Computer programs often need to read data that was prepared by a different program or even a different system. This data is obtained from data storage devices such as hard disks, floppy disks, CD-ROM, magnetic tape and information servers on a network. There are many generations of data storage devices an many kinds of computer systems that use them. The specifics of each situation depend upon the technology of the device, the computer system, the language, the server and the network. We will focus on a few principles and techniques that can be used immediately and which create a foundation for future work in this area.
IDL has tools that permit data to be read and written to files. The details that depend on the hardware and operating system are largely hidden from the user. We will concentrate on a subset of the tools that provide basic functionality. Further information can be obtained by reading the section Building IDL Applications -- Files Input and Output found under the Contents tab in IDL Online Help.

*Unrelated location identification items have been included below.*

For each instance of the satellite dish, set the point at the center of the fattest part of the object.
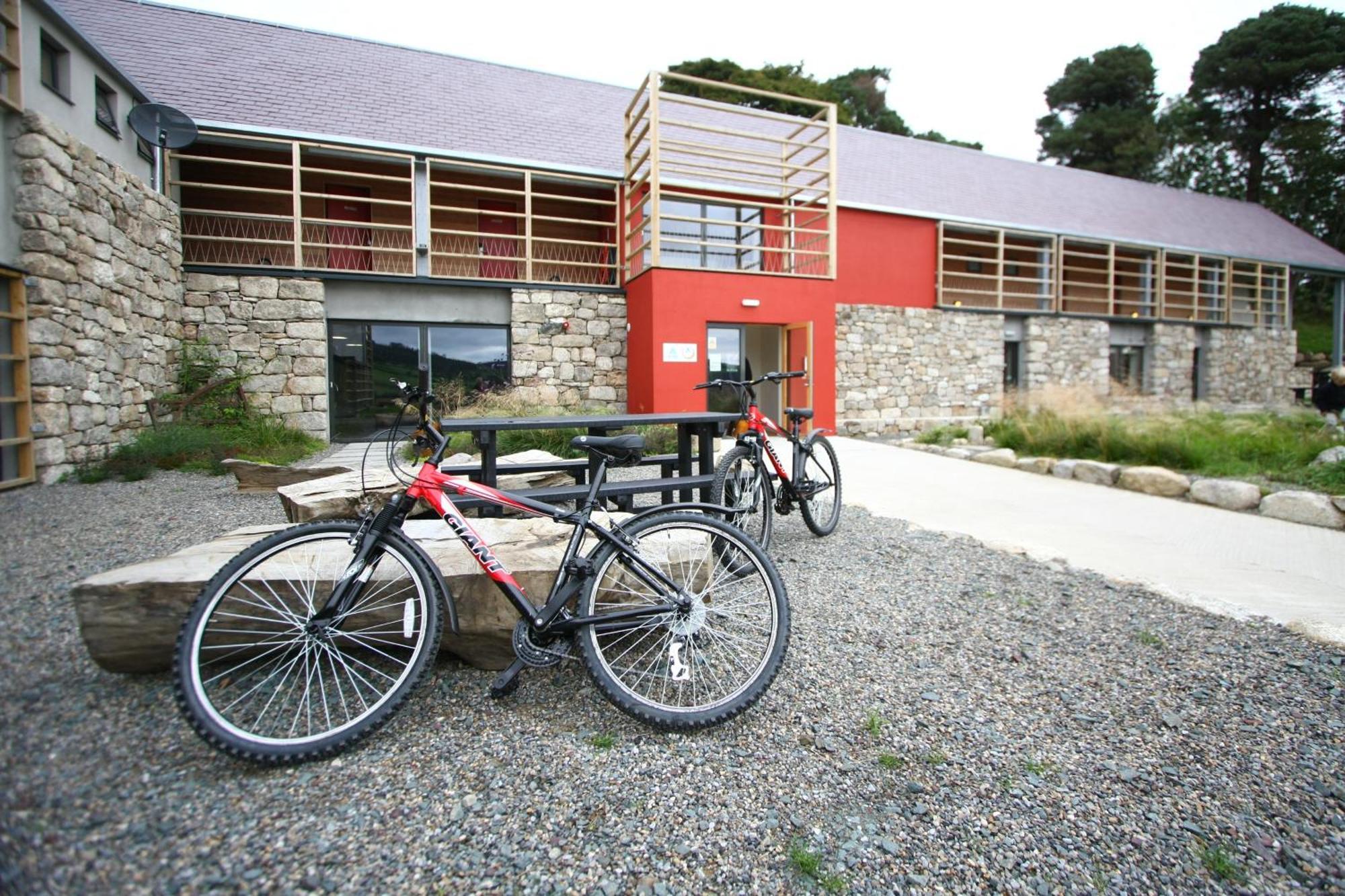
(163, 128)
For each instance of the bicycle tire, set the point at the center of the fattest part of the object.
(754, 498)
(731, 671)
(831, 467)
(245, 589)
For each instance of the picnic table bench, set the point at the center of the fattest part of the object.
(691, 470)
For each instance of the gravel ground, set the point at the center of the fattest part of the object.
(949, 717)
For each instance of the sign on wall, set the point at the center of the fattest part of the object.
(680, 353)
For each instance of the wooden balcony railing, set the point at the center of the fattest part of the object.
(1020, 271)
(256, 202)
(722, 186)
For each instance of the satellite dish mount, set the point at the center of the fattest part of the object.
(163, 128)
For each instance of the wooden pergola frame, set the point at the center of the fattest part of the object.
(687, 149)
(1171, 280)
(20, 399)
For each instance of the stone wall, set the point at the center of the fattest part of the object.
(106, 299)
(1250, 368)
(903, 369)
(1066, 353)
(570, 348)
(275, 331)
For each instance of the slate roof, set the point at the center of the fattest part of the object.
(231, 71)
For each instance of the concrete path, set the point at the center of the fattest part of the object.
(1229, 563)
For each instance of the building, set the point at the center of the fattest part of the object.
(599, 245)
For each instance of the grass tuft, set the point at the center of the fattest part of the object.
(809, 864)
(1219, 862)
(1277, 447)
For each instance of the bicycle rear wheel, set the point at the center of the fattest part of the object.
(743, 483)
(822, 477)
(695, 667)
(260, 682)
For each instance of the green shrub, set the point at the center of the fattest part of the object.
(1278, 447)
(196, 447)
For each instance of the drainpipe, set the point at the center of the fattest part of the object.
(1339, 322)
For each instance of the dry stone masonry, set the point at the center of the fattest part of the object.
(570, 348)
(905, 369)
(106, 300)
(274, 330)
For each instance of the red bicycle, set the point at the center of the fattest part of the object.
(311, 638)
(743, 482)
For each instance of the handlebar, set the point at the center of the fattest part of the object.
(774, 377)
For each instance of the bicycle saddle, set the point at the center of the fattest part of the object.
(621, 451)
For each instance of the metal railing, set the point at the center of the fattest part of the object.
(722, 186)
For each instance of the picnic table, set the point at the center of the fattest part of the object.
(691, 470)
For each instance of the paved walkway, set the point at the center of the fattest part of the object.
(1229, 563)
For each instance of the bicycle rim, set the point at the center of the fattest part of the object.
(697, 661)
(262, 676)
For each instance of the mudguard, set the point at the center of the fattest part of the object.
(439, 579)
(681, 506)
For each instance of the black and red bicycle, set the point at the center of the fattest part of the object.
(743, 482)
(311, 638)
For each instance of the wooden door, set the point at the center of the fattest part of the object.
(798, 356)
(344, 251)
(498, 247)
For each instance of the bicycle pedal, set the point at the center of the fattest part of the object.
(508, 681)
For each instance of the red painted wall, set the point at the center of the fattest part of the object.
(882, 259)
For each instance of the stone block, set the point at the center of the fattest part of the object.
(309, 290)
(1229, 494)
(1097, 473)
(1305, 507)
(997, 458)
(1153, 481)
(1036, 464)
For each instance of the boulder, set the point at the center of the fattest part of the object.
(997, 458)
(259, 478)
(1230, 494)
(1155, 481)
(1097, 473)
(1036, 464)
(1305, 507)
(130, 616)
(1331, 456)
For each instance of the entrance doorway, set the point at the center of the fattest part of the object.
(732, 352)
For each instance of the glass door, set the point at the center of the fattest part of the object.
(724, 354)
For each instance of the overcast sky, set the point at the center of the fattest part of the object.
(972, 69)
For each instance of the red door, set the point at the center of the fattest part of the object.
(798, 353)
(501, 247)
(346, 255)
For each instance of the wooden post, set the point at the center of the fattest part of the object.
(656, 85)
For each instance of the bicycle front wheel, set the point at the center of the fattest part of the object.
(697, 666)
(822, 479)
(743, 483)
(259, 681)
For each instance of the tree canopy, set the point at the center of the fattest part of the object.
(1102, 115)
(860, 95)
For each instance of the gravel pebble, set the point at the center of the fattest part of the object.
(1044, 698)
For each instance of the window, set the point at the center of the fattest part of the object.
(106, 107)
(703, 235)
(1128, 356)
(56, 67)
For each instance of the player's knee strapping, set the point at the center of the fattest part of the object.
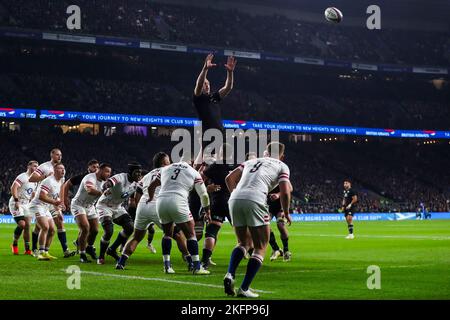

The basic steps in reading data from a file are:
10 | 13.5 | 11 |
5 | 19.1 | 3 |
14 | 11.91 | 4 |
-17 | 5.7 | 8 |
295 | -14.2 | 6 |
PRO READ_DATA1,H,filename
OPENR,1,filename
H=FLTARR(3,5)
READF,1,H
CLOSE,1
END
The OPENR statement tells IDL where to find the data. It also creates a logical unit number (LUN) that other statements will refer to in reading from the file. In this case the LUN is equal to 1.
The array H has been set up to hold the numerical data. It has the same size as the data file. Later we will look at ways to get around the need to know the size of the data file before you read it.
The READF statement reads the file and stores the data in H.
The CLOSE statement is used to close the path to the file. This should always be done when reading is complete.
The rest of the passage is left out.